All right, so knocking up a vegetable curry once a week won’t bring the factory-farming industry to its knees overnight. It’s arguably the foodie equivalent of ostentatiously recycling in order to save the planet, while still driving a diesel 4×4. But eating this way is manageable, and not anti-social, and gradually the realisation that vegetarian food isn’t necessarily awful can lead to a further moment of truth; the queasy understanding that the only really good reason for eating animals is pleasure. There’s no righteous, selfless case for meat-eating. We just do it because it tastes nice.

And that’s perhaps the real reason some carnivores are so quick to cry hypocrisy, interrogating vegans endlessly about whether they wear leather watch straps or use medicines that have been tested on animals or break the rules when hungover. Hunting for “gotcha” moments is a natural response to sanctimony but it can also be a convenient way of ducking the issue, which is the pang of conscience that even the most ardent bacon sandwich lover feels when facing a real live piglet.

However bad we feel about eating animals, most of us just aren’t prepared to live off tofu, which is why all-or-nothing food zealots do their movement no favours.

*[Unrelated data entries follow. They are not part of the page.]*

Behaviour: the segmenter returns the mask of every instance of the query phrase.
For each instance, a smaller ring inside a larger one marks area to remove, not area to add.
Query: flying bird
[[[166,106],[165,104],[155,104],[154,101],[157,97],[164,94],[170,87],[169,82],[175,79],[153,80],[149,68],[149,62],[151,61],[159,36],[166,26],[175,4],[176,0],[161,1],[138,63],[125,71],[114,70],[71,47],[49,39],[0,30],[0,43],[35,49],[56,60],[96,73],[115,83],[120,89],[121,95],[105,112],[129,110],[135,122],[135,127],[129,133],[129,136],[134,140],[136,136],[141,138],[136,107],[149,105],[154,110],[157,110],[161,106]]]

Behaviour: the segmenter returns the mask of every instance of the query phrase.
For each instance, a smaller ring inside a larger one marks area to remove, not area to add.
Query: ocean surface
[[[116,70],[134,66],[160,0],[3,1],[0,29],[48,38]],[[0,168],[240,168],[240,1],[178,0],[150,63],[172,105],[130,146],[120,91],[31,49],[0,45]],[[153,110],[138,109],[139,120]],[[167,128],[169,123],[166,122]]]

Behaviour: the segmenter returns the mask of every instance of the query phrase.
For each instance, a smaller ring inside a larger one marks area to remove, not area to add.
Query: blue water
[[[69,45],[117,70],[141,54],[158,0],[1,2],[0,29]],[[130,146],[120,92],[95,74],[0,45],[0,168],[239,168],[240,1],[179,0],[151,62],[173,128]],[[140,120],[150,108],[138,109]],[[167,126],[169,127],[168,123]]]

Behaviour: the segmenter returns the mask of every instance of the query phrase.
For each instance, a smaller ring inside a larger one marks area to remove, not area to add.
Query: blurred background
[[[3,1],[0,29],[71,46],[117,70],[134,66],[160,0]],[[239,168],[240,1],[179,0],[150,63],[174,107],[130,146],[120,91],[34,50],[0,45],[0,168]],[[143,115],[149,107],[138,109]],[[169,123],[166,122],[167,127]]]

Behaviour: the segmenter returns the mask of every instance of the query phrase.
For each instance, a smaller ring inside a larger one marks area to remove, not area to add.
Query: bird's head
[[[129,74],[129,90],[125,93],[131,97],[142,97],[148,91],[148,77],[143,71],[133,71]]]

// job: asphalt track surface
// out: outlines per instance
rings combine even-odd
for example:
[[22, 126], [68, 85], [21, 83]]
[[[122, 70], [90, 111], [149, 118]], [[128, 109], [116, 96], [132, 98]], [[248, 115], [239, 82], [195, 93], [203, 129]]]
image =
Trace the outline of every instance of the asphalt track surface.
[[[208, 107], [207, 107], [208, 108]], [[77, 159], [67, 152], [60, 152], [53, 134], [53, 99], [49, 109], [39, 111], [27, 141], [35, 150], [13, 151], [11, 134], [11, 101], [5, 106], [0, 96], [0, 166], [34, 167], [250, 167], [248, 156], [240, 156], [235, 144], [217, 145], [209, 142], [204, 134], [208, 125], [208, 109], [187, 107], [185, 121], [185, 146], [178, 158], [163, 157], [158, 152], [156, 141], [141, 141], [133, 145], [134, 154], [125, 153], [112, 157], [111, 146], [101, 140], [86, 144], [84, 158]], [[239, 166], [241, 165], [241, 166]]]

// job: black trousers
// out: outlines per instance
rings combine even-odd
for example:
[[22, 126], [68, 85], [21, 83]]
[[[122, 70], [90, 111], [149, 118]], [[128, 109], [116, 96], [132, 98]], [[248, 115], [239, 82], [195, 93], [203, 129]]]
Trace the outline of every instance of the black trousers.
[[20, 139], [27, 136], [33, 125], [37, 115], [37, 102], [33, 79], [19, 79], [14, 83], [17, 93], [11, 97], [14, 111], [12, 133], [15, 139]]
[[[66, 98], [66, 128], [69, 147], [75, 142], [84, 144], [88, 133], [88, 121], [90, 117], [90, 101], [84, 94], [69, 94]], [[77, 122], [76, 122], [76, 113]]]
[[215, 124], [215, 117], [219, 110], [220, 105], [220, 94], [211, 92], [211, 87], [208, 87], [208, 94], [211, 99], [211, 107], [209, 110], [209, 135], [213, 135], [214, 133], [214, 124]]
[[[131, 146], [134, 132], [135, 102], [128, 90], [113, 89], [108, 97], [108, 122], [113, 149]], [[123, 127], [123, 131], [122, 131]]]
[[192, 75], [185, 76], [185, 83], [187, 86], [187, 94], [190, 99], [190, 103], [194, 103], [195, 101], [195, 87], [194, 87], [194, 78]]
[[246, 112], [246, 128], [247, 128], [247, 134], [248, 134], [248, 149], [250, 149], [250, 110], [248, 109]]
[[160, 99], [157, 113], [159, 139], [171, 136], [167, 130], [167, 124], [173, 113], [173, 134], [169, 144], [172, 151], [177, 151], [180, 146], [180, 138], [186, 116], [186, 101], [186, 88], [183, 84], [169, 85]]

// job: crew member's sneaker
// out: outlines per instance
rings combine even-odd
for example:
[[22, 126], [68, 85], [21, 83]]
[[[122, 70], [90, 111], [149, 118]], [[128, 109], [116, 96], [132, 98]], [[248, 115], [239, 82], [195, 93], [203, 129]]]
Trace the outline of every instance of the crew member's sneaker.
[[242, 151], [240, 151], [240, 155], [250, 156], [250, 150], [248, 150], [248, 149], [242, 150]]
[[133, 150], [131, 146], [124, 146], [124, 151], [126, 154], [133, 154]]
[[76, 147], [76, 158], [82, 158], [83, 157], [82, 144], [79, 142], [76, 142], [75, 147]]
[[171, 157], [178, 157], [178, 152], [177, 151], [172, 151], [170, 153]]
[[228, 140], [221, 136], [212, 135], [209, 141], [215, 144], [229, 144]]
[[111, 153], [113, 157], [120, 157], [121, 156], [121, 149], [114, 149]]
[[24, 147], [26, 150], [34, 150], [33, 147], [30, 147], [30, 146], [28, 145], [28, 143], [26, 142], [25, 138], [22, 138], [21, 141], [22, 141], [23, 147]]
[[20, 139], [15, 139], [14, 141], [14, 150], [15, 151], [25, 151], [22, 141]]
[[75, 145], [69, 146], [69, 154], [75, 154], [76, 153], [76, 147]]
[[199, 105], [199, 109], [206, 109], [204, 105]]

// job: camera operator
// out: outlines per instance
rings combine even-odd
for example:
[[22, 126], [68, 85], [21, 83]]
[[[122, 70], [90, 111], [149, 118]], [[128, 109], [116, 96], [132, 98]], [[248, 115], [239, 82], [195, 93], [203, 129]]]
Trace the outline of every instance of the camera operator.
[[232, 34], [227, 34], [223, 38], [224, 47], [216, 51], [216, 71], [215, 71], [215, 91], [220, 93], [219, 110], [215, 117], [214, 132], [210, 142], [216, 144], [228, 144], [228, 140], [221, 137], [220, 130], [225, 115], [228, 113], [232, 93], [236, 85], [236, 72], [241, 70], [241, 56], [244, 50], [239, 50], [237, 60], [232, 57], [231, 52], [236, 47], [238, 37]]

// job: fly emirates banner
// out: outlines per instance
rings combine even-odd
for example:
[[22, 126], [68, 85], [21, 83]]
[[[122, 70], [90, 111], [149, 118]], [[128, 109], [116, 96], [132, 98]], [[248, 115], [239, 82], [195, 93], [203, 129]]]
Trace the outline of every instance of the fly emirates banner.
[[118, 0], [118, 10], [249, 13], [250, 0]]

But millions could manage meat-free Mondays, or being a little bit vegetarian, or even edging towards vegan except when the pizza looks really tempting. Maddening as part-timers are for chefs and home cooks alike, it’s a lot easier than going cold (non) turkey, and arguably more likely to lead in the long run to the more sustainable eating habits a crowded planet probably requires. Just don’t insist on having your flourless vegan cake, and then not eating it.